Zum anderen sehe ich aber auch, wie viel Überwindung es kostet, sich an uns zu wenden. Zum Beginn unserer Ausbildung wurden wir gefragt, was bei uns passieren müsste, dass wir uns an ein Angebot wie das der Telefonseelsorge wenden. Die Hürden, die wir alle im Kopf hatten, waren ziemlich hoch. Es ist schon paradox, dass wir – die wir uns dort engagieren und das Angebot folglich für gut und wichtig halten – selbst so große Schranken im Kopf haben. Das zeigt, wie schwierig es heute gesellschaftlich ist, Hilfe in Form dieses Angebots anzunehmen.
Du hast es schon angesprochen: Ihr habt eine Ausbildung gemacht und wurdet nicht einfach ins kalte Wasser geworfen?
Zu der Arbeit in der StuTs gehört eine intensive Ausbildung, die über zwei Semester geht und die man durchläuft, bevor man das erste Mal selbst telefoniert. Die Ausbildung verteilt sich auf drei Wochenstunden während der Vorlesungszeit. Niemand, der bei uns anfängt, muss Angst haben, ins kalte Wasser geschmissen zu werden. Vielmehr erhält man eine fundierte Ausbildung, die von Psychologen und Psychoanalytikern geführt wird.
Kann man sich Eure Arbeit in etwa so vorstellen wie bei Jürgen Domian auf WDR?
(lacht) Nein, damit haben wir wirklich nicht viel gemein. Ich kenne die Sendung und sie ist durchaus unterhaltsam, aber mit Seelsorge hat das nach meiner Auffassung nichts zu tun. Da steht die Unterhaltung des Zuschauers doch klar im Vordergrund. Ein wesentlicher Unterschied ist, dass wir uns als Seelsorger mit Meinungen, Ratschlägen und Werturteilen zurücknehmen. Der Fokus liegt auf dem Anrufenden und dieser bestimmt insoweit das Thema des Telefonats.

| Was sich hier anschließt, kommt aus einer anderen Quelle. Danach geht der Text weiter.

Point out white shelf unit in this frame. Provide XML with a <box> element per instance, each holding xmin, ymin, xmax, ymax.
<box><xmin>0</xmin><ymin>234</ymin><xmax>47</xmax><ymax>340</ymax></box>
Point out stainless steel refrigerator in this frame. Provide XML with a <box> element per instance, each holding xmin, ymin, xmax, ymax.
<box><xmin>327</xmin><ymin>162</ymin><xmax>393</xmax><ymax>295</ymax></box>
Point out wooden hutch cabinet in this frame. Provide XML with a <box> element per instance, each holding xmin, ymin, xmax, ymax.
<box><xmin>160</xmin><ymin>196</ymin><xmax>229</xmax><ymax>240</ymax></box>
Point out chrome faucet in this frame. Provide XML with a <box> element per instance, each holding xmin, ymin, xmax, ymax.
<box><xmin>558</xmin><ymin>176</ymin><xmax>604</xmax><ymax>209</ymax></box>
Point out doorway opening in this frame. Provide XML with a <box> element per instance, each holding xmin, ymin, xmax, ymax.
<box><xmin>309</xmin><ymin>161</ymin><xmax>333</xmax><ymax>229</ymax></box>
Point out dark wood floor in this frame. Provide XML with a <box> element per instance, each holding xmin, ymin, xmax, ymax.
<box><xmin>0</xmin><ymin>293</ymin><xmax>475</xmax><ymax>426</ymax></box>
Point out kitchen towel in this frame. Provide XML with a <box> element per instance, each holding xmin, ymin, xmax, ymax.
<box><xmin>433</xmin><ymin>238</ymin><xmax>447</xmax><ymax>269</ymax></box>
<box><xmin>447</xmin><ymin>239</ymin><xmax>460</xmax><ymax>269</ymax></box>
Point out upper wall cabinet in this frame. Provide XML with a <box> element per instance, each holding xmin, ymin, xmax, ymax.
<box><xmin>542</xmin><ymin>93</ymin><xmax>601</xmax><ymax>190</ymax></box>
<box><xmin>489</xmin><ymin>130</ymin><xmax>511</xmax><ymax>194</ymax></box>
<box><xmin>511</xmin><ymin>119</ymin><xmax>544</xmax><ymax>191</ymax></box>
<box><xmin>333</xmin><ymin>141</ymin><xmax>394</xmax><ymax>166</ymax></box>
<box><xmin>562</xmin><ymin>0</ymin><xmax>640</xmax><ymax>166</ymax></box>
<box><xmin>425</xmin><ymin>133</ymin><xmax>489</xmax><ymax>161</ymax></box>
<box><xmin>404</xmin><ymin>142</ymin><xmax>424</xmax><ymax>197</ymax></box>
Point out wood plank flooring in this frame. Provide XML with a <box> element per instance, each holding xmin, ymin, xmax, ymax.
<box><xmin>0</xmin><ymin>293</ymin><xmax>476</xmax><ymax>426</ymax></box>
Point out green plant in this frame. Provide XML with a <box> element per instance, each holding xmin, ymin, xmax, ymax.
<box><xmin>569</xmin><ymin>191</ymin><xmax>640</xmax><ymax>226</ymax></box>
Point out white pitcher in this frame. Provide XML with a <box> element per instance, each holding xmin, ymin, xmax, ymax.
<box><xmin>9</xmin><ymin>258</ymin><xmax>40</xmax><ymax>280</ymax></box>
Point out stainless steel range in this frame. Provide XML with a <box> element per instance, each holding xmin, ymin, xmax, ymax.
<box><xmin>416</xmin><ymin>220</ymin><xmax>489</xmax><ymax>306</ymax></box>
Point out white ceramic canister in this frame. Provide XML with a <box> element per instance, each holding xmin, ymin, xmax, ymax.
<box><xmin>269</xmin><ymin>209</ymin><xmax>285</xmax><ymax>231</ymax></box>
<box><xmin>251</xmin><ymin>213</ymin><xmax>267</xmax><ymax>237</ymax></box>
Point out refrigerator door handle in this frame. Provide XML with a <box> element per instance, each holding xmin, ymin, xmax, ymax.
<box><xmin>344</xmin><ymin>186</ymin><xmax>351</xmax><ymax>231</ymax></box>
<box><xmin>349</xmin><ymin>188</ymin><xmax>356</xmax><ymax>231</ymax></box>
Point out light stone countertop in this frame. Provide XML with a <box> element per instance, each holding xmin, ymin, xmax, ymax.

Von einem Studierenden der Psychologie würde man direkt vermuten, dass man sich berufen fühlt, Menschen auch am Telefon zuzuhören. Was brachte Dich als Jurastudenten auf die Idee, den Anrufenden Dein Gehör zu schenken?
Ja, das ist richtig. Wir haben zwar Studierende aus allen Fachrichtungen, aber der Großteil der StuTsler ist doch aus dem Bereich der Psychologie oder Theologie. Ich als angehender Jurist bin da der absolute Exot, was ich aber eher als Bereicherung empfinde. Ich habe mich gezielt auf eine Mitarbeit in der Einrichtung beworben. Ich empfinde das Studium als hochinteressant und spannend, aber dennoch ist es rein theoretisch. Gerade im Beruf als Jurist ist man praktisch nur mit konfliktbehafteten Situationen konfrontiert. Im Studium kommt man mit solchen Situationen aber gar nicht in Kontakt. Stattdessen bekommt man fertige Fälle, wo jedes Detail schon geklärt ist, und man sich nur noch mit den juristischen Fragen beschäftigt. Ich empfinde das als sehr lebensfremd und erhoffte mir bei der Telefonseelsorge einen Ausgleich hierzu und auch eine persönliche Weiterentwicklung. Gerade die Fähigkeit des Zuhörens, das Einordnen und Strukturieren der Informationen, die man erhält und die Fähigkeit auch Dinge zu hören und wahrzunehmen, die zwar nicht ausgesprochen werden, aber dennoch im Raum stehen, sind Qualifikationen die einen guten Juristen aus meiner Sicht ausmachen und die ich auch in meiner ehrenamtlichen Tätigkeit weiterentwickeln kann. In unserer Ausbildung liegt ein starker Fokus darauf, sich in der Rolle des Seelsorgers zu professionalisieren. Abgrenzung spielt dabei eine wichtige Rolle. Ich glaube, dass das, was ich dort mitnehme, mir auch helfen wird, mich in meiner späteren Rolle als Jurist gut zu professionalisieren. Ein wichtiges Thema bei der Seelsorge ist, sich selbst zurückzunehmen und die eigenen Gefühle, Erfahrungen und Gedanken, die man beim Zuhören empfindet, nicht mit denen des Anrufers gleichzusetzen. Das spielt auch in der praktischen Tätigkeit als Jurist eine wichtige Rolle. Wenn ich beispielsweise als Richter über eine Sache urteile, muss ich meine eigenen Vorstellungen und Werturteile beiseite schieben und mich an Recht und Gesetz orientieren. Dennoch sollte man immer Gewahr bleiben, dass diese eigenen Wertvorstellungen doch immer in die eigene Beurteilung hineinfließen. Die eigene Biografie beeinflusst auch das Bild, das ich mir von einer Person mache. Wenn ich nicht immer wieder versuche diese Vorstellungen, die ich mir von einer Person mache, zu hinterfragen und mich auf das einzulassen, was gerade tatsächlich passiert, laufe ich Gefahr, parteiisch zu werden. Das Thema des Hinterfragens hat auch in der Seelsorge einen wichtigen Platz.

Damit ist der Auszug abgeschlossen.